Rayez ce mot présente au lecteur le poème comme un lieu où les mots peuvent atteindre. Mais quand on y arrive, il faut les effacer pour pouvoir contempler l’épanouissement des choses placées « sous nos yeux » – ou encore contempler les scènes qui ont fleuri dans la mémoire.
* José Feres Sabino est doctorant au Département de Philosophie de l'Université de São Paulo (USP).
Référence
Ana Martins Marques. Rayez ce mot. São Paulo, Companhia das Letras, 2021, 120 pages. [https://amzn.to/4c1LgJV]

Bibliographie
Brodsky, Joseph. Moins d'un. Traduit par Sergio Flaksman. São Paulo, Companhia das Letras, 1994. [https://amzn.to/3KP5A5k]
Brodsky, Joseph. Sur le chagrin et la raison. New York, Farrar, Straus et Giroux, 1995.[https://amzn.to/3XrkgPh]
Marques, Ana Martins. Le livre des similitudes. São Paulo, Companhia das Letras, 2015.[https://amzn.to/3VvDsJ4]
Marques, Ana Martins. De l'art des pièges. São Paulo, Companhia das Letras, 2011. [https://amzn.to/3zh17Wc]

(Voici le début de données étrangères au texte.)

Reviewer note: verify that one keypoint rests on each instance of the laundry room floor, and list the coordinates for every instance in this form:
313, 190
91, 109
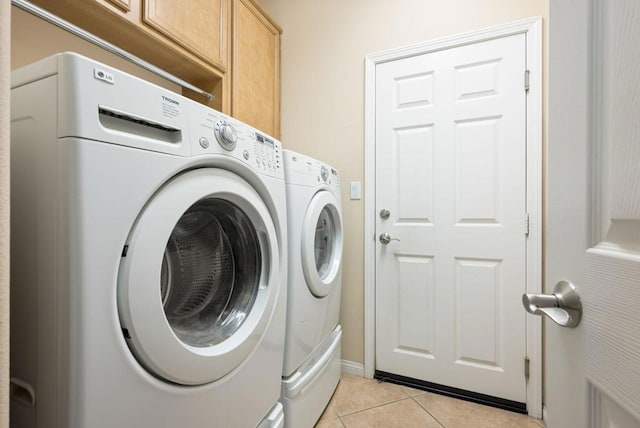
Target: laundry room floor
360, 402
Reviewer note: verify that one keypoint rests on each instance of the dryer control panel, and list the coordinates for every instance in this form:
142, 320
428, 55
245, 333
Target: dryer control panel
306, 171
216, 133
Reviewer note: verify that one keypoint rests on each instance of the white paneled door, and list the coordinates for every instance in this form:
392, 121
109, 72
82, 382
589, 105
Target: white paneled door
450, 138
592, 372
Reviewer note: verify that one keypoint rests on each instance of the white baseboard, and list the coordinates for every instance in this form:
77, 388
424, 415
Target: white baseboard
352, 368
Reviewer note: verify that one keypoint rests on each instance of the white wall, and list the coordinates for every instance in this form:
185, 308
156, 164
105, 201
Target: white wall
5, 9
324, 44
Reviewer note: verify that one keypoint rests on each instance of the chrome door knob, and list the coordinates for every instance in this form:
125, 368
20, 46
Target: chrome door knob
563, 306
385, 238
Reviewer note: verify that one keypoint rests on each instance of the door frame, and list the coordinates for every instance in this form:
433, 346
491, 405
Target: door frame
532, 28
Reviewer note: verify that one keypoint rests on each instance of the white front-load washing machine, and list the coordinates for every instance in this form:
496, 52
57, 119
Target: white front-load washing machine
148, 264
312, 361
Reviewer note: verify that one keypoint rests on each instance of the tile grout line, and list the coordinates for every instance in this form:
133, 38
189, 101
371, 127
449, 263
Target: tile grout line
428, 412
372, 407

Wittgenstein, Ludwig. Tractatus Logico-Philosophicus. Traduction, présentation et essai introductif de Luiz Henrique Lopes dos Santos. São Paulo, Edusp, 1993. [https://amzn.to/4b4zq09]
notes
[I] Quand ce texte fut prêt, j'ai vu la conversation (une interview) que la poète Marília Garcia a eue avec Ana Martins Marques dans le Blog de l'entreprise (« Portes de sortie : une conversation avec Ana Martins Marques », 21/06/2023). Marília Garcia souligne que le sens « frapper » dans le titre suggère également celui de « frapper une allumette », « allumer, éclairer ». Ainsi, « rayer un mot » peut signifier « montrer ». Mon gribouillage est donc le résultat de votre suggestion éclairée.
[Ii] Non Visites de l'île, Carlos Drummond de Andrade relie le poète à la lumière. Ainsi dit-il : « […] le poète n'est pas le porteur du feu sacré, mais le prudent possesseur d'une lampe de poche, qui se fraye un chemin dans les ténèbres du dictionnaire ». On aurait ainsi trois types de poètes : ceux qui portent le feu sacré, ceux qui allument des allumettes et ceux qui utilisent une lampe de poche.